Greece and its international lenders have made progress in negotiations on economic reforms, a Greek government official said yesterday, but a final accord needed to unlock badly needed bailout loans remained elusive. 
Talks on pension reforms, tax hikes, privatisations and the management of bad loans resumed this week in Athens with the aim of reaching an agreement on the package before eurozone finance ministers meet in Amsterdam on Friday to assess the progress. 
“There was significant convergence, more than in the past days,” a Greek government official said, adding that this concerned especially pension reforms and bad loans. 
The main sticking point in the talks, which have dragged on for months, concerns fiscal issues, as EU institutions and the International Monetary Fund differ on whether it can meet a primary surplus target equal to 3.5% of gross domestic product in 2018. A primary surplus excludes interest payments. 

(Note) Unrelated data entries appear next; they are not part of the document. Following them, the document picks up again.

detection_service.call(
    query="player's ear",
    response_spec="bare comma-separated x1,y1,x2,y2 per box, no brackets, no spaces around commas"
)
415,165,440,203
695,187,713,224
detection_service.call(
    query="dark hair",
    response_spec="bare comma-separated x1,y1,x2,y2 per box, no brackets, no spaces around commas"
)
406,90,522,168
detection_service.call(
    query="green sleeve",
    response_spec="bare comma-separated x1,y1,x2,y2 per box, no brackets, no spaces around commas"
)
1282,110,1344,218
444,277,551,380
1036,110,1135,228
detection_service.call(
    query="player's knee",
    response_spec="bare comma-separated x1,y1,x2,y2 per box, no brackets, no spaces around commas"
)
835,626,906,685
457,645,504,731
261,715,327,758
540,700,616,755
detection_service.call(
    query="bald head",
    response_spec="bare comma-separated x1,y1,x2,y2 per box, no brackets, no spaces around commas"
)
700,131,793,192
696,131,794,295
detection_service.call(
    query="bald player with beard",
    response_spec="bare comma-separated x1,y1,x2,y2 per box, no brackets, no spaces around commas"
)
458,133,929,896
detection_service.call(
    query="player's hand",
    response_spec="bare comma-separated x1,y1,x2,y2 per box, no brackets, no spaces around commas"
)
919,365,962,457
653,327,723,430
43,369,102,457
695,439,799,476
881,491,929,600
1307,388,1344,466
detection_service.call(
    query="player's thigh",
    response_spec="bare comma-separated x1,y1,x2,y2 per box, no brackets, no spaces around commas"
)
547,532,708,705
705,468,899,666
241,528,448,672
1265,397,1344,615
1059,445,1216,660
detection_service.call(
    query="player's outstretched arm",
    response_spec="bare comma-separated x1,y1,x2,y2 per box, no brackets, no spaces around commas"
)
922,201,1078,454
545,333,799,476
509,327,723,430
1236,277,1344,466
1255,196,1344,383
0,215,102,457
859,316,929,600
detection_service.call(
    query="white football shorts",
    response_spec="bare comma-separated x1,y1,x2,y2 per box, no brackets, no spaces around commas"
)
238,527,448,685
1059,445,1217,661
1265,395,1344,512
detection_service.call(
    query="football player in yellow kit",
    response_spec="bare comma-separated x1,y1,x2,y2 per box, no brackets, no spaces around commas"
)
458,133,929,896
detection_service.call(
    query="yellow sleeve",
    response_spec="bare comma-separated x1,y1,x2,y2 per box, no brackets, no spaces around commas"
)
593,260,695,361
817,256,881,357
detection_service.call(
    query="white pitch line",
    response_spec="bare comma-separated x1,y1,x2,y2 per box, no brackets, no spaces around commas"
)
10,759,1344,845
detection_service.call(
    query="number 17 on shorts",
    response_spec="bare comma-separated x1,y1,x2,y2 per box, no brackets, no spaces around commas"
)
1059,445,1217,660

The IMF considers EU assumptions too optimistic and sees Athens achieving a 1.5% primary surplus in 2018, unless it receives debt relief and takes additional austerity measures. 
To reach a compromise, the lenders have suggested that Athens adopt measures proposed by EU institutions now and agree to implement additional reforms, worth up to 2% of GDP, if it misses its 2018 bailout targets. 
But adopting contingent measures would be a tough task for the left-led government, which has a thin parliamentary majority and needs to conclude the review in order to unlock bailout funds to pay maturing debt owed to the IMF and the European Central Bank in July.  Negotiations will probably resume after Friday’s Eurogroup.  “A good sign will be if tomorrow’s Eurogroup makes an announcement that there will be a second extraordinary (Eurogroup) meeting,” the government official said. 
Due to their different growth and fiscal performance assumptions, international lenders also remain divided over whether Greece needs debt relief. 
The IMF wants a compromise on this issue before concluding the review, while euro zone countries, and in particular Germany, want to first end the review and then start talking about possible debt relief for Athens. 
The European Commission said yesterday that Greece had a primary budget surplus last year, beating the target set in its bailout programme. 
Greece believes the positive data can help conclude the review, signalling a better 2016 performance and cementing its position that it can achieve its 2018 fiscal targets without being forced to legislate contingent measures now. 
“Greece ... does not need extra measures. What Greece needs, is an essential debt relief,” Prime Minister Alexis Tsipras told Euronews. 
But the Commission announcement on Thursday may change little. “It is irrelevant because it had been fully discounted beforehand,” one senior eurozone official said.